1066. Upupa epops.
The European Hoopoe.
Upupa epops, Linn. Syst. Nat. i, p. 183 (1766); Blyth, Cat. p. 46; Horsf. & M. Cat. ii, p. 723 ; Jerdon, B. I. i, p. 390 ; Scott, Ibis, 1866, p. 222; 1867, p. 135; Stoliczka, J. A. S. B. xxxvii, pt. 2, p. 26; Beavan, Ibis, 1870, p. 310; Godw.-Aust. J. A. S. B. xxxix, pt. 2, p. 99 ; xiv, pt. 2, p. 71; Jerdon, Ibis, 1872, p. 21; Blanf. J. A. S. B. xii, pt. 2, p. 44; Brooks, ibid. p. 75; Hume & Henders. Lah. to Yark. p. 182 ; Hume, S. F. i, p. 174; xi, p. 87: id. Cat. no. 254 ; Butler, S. F. iii, p. 462; v, p. 228; ix, p. 391; Ball, S. F. vii, p. 209; Tidal, S. F. ix, p. 57; Davison, S. F. x, p. 364 ; C. H. T. Marshall, Ibis, 1884, p. 412; Barnes, Birds Bom. p. 141; Oates in Hume's N. & E. 2nd ed. ii, p. 337; Salvin, Cat. B. M. xvi, p. 4.
Hud-hud, Pers. & H.; Sutdr, Mahr.; Sukdudu, Chamba; Katkuto, Sind.
Coloration. Crest rufous-fawn, all the feathers with black tips, and on the longer feathers the rufous passes into pure white before the black end is reached ; sides of head, chin, neck all round, and breast varying from sandy to pale rufous with a vinous tinge; upper back and wings along forearm light brown, then a black band, followed by a buffy-white one, crosses the wings and back, with a second black and a second white band on the wings, but the lower back is black or brown ; the rump white ; upper tail-coverts black, and tail black with a white bar across it halfway down ; quills black, the first primary generally, but not always, with a white spot on the inner web, the other primaries with a white band across them, imperfect on the innermost; secondaries with white bases and four white bands; tertiaries brown, edged with buff and with an oblique buff band near the shaft on the inner web; abdomen white, with dark brown streaks in front.
Bill dark brown, pinkish at the base; irides red-brown; legs and feet plumbeous.
Length about 12; tail 4; wing 5.8 ; tarsus 9 ; bill from gape straight to point 2.5. Females rather less : wing 5.5 ; bill 2.3.
Distribution.

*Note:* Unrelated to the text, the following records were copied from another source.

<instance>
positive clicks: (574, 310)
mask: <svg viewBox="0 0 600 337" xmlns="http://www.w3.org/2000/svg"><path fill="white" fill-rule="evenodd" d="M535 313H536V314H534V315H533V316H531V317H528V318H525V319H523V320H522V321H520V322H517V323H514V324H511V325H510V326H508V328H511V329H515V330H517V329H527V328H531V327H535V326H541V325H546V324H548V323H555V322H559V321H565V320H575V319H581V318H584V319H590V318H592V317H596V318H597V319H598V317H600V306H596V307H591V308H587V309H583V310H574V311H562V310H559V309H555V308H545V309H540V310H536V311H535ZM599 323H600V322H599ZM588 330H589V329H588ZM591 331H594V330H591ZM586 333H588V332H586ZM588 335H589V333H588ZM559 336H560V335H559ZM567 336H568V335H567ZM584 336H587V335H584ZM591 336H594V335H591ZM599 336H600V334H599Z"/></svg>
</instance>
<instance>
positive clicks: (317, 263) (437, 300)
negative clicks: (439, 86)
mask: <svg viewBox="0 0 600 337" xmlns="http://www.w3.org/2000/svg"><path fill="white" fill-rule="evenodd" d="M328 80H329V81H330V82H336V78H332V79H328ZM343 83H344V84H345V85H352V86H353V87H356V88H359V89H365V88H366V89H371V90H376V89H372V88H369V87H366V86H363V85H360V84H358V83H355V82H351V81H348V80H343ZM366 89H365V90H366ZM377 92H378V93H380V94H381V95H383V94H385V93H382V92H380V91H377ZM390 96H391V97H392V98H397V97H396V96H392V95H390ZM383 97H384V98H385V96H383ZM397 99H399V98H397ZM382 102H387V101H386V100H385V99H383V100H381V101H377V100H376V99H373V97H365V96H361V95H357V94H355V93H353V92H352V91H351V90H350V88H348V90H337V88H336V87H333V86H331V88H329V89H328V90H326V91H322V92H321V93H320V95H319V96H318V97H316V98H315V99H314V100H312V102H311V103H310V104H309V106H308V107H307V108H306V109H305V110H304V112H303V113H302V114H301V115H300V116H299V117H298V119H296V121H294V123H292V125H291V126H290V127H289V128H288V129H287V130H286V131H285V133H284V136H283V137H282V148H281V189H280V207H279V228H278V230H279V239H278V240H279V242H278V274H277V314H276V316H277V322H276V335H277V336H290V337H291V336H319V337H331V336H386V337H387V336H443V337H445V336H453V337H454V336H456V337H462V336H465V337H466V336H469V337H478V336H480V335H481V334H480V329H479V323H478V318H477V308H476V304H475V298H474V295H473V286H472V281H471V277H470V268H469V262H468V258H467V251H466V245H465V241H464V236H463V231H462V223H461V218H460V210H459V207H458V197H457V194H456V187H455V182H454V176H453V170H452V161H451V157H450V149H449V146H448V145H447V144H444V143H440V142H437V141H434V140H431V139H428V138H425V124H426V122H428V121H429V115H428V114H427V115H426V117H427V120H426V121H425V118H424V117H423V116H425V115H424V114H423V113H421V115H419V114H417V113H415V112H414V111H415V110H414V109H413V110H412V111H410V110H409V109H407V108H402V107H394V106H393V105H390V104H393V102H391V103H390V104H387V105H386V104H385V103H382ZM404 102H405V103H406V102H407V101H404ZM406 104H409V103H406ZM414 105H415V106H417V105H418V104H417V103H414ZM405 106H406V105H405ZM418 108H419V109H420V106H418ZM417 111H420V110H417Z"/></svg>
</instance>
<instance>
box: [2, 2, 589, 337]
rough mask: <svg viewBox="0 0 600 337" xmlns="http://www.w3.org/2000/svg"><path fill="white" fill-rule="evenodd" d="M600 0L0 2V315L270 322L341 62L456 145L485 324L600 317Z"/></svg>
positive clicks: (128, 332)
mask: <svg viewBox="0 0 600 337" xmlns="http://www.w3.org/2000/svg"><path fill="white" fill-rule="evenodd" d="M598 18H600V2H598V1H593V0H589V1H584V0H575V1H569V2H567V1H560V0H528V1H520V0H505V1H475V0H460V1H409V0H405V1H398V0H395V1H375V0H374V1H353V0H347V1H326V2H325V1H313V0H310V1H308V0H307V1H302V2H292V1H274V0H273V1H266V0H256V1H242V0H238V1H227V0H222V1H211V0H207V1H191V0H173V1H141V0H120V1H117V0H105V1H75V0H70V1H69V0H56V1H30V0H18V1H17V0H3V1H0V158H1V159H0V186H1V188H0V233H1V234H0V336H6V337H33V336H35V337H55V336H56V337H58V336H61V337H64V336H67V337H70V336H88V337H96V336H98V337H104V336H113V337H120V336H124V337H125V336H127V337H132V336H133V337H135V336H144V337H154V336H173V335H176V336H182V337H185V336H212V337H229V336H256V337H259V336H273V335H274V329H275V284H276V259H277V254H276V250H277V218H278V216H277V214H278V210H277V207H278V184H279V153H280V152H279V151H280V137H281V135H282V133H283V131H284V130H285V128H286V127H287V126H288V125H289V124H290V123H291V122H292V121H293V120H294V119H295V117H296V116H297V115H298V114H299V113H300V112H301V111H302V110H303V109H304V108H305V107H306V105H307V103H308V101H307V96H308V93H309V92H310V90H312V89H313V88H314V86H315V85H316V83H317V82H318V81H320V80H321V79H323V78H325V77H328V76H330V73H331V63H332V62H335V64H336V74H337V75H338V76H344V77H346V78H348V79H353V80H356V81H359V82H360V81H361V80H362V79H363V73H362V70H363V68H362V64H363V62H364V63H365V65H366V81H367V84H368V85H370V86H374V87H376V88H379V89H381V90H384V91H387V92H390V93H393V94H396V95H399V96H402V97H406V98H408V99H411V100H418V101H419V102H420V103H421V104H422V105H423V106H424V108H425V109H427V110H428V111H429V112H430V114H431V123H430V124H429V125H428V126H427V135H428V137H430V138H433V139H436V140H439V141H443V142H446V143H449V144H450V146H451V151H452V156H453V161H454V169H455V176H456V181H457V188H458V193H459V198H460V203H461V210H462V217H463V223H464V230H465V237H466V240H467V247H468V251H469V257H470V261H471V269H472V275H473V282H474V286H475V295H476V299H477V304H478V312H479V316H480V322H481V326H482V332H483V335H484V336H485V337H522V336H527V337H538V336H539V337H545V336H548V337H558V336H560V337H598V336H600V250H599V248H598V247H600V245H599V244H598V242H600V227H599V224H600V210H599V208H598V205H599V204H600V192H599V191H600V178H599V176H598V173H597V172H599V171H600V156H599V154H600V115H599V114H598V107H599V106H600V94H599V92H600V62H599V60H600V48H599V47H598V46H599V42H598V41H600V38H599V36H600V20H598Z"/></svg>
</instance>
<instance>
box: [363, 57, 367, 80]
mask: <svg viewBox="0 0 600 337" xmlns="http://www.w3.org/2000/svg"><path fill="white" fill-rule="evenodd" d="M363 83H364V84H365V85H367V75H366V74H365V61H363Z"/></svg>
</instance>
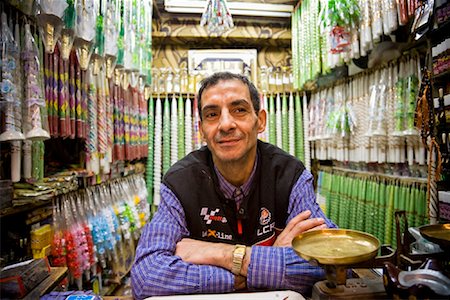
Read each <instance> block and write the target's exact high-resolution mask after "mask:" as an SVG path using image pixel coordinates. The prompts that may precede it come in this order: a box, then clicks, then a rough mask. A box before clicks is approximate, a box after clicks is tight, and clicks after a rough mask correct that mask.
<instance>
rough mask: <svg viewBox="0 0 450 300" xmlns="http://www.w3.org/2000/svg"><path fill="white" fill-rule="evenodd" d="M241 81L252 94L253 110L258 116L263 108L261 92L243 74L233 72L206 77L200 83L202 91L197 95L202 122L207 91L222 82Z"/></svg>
mask: <svg viewBox="0 0 450 300" xmlns="http://www.w3.org/2000/svg"><path fill="white" fill-rule="evenodd" d="M233 79H236V80H239V81H240V82H242V83H243V84H245V85H246V86H247V87H248V90H249V92H250V98H251V100H252V104H253V108H254V110H255V113H256V114H258V113H259V110H260V108H261V106H260V99H259V92H258V89H257V88H256V87H255V85H254V84H253V83H252V82H251V81H250V80H249V79H248V78H247V77H245V76H243V75H241V74H235V73H231V72H217V73H214V74H212V75H211V76H208V77H206V78H205V79H203V80H202V81H201V83H200V89H199V90H198V94H197V101H198V105H197V109H198V114H199V117H200V120H201V119H202V94H203V92H204V91H205V89H207V88H209V87H211V86H215V85H216V84H218V83H219V81H221V80H225V81H226V80H233Z"/></svg>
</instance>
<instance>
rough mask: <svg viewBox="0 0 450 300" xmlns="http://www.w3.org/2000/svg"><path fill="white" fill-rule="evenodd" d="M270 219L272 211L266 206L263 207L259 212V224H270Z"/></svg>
mask: <svg viewBox="0 0 450 300" xmlns="http://www.w3.org/2000/svg"><path fill="white" fill-rule="evenodd" d="M270 219H271V214H270V211H269V210H268V209H267V208H265V207H263V208H261V210H260V212H259V224H261V225H263V226H264V225H267V224H269V222H270Z"/></svg>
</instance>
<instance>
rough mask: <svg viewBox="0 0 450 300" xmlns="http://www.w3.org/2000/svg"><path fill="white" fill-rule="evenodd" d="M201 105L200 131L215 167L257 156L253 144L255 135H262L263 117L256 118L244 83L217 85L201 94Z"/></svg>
mask: <svg viewBox="0 0 450 300" xmlns="http://www.w3.org/2000/svg"><path fill="white" fill-rule="evenodd" d="M201 105H202V107H201V114H202V121H200V129H201V133H202V136H203V138H204V140H205V141H206V143H207V144H208V148H209V149H210V150H211V152H212V155H213V160H214V163H216V164H219V165H220V164H223V163H231V162H242V163H244V162H247V159H253V158H254V157H255V156H256V141H257V138H258V133H260V132H262V131H264V128H265V122H266V114H265V111H261V112H260V113H259V114H258V115H257V114H256V112H255V110H254V108H253V104H252V101H251V98H250V92H249V89H248V87H247V86H246V85H245V84H244V83H242V82H241V81H239V80H237V79H232V80H221V81H219V82H218V84H216V85H215V86H211V87H208V88H207V89H206V90H204V91H203V94H202V99H201ZM251 162H253V160H251Z"/></svg>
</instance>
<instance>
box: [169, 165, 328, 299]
mask: <svg viewBox="0 0 450 300" xmlns="http://www.w3.org/2000/svg"><path fill="white" fill-rule="evenodd" d="M312 180H313V179H312V175H311V173H309V172H308V171H305V172H303V174H302V176H301V177H300V178H299V180H298V181H297V183H296V184H295V186H294V188H293V190H292V192H291V196H290V199H289V207H288V211H289V217H288V220H287V221H288V223H287V226H286V228H285V229H284V230H283V232H282V233H281V234H280V235H279V236H278V238H277V240H276V241H275V244H274V247H264V246H253V247H247V250H246V254H245V256H244V261H243V264H242V267H241V271H240V275H241V276H244V277H246V276H247V277H248V278H247V287H248V288H249V289H250V290H256V289H270V290H273V289H293V290H297V291H302V292H307V291H308V290H309V289H310V288H311V286H312V284H313V283H314V282H315V281H317V280H318V279H320V278H321V277H323V271H322V270H321V269H320V268H318V267H313V266H311V265H310V264H309V263H308V262H307V261H305V260H304V259H302V258H300V257H299V256H298V255H297V254H296V253H295V252H294V250H293V249H292V248H291V242H292V239H293V238H294V237H295V236H297V235H298V234H299V233H301V232H304V231H307V230H312V229H321V228H326V227H336V225H334V224H333V223H332V222H331V221H330V220H328V219H327V218H326V217H325V215H324V214H323V212H322V210H321V209H320V207H319V205H318V204H317V203H316V200H315V199H316V198H315V194H314V188H313V185H312ZM198 249H202V251H201V252H200V251H197V250H198ZM233 249H234V246H233V245H227V244H222V243H210V242H204V241H197V240H193V239H183V240H182V241H181V242H180V243H178V245H177V250H176V254H177V255H179V256H180V257H181V258H182V259H183V260H184V261H187V262H190V263H195V264H214V265H216V266H220V267H222V268H225V269H228V270H231V267H232V253H233Z"/></svg>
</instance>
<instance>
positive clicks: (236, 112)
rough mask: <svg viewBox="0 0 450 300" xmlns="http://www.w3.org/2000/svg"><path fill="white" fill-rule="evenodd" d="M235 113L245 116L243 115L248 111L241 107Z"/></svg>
mask: <svg viewBox="0 0 450 300" xmlns="http://www.w3.org/2000/svg"><path fill="white" fill-rule="evenodd" d="M234 111H235V112H236V113H238V114H243V113H245V112H247V109H245V108H242V107H239V108H236V109H235V110H234Z"/></svg>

In summer throughout the Southern Palaearctic region, including the Himalayas, migrating in winter to Africa, Arabia, and India as far south as Ratnagiri, the Deccan, Chutia Nagpur, Sylhet, and Manipur. Henderson found this bird common on the desert plateau of Ladak.
Habits, &c. Hoopoes are chiefly found in open country, cultivated or waste, and keep generally on the ground, though they perch occasionally. They are sprightly and familiar birds, and may be seen running about and searching for insects and especially grubs, which they extract with their long bills from some distance beneath the surface. The crest is usually kept folded back, but is raised quickly if the bird is excited or alarmed. The note is a double or treble sound like hoop. This species breeds in the Western Himalayas in April and May, and lays from 4 to 7 pale bluish-white eggs, measuring about 1.14 by .7.
* This discovery has just been made bv Gadow, and is announced in ' Newton's Dictionary of Birds' (pt. iii, 1894), pp. 617, 618, fig. V. Hitherto it had been supposed that the plantar tendons of Hoopoes were free, as in Passeres.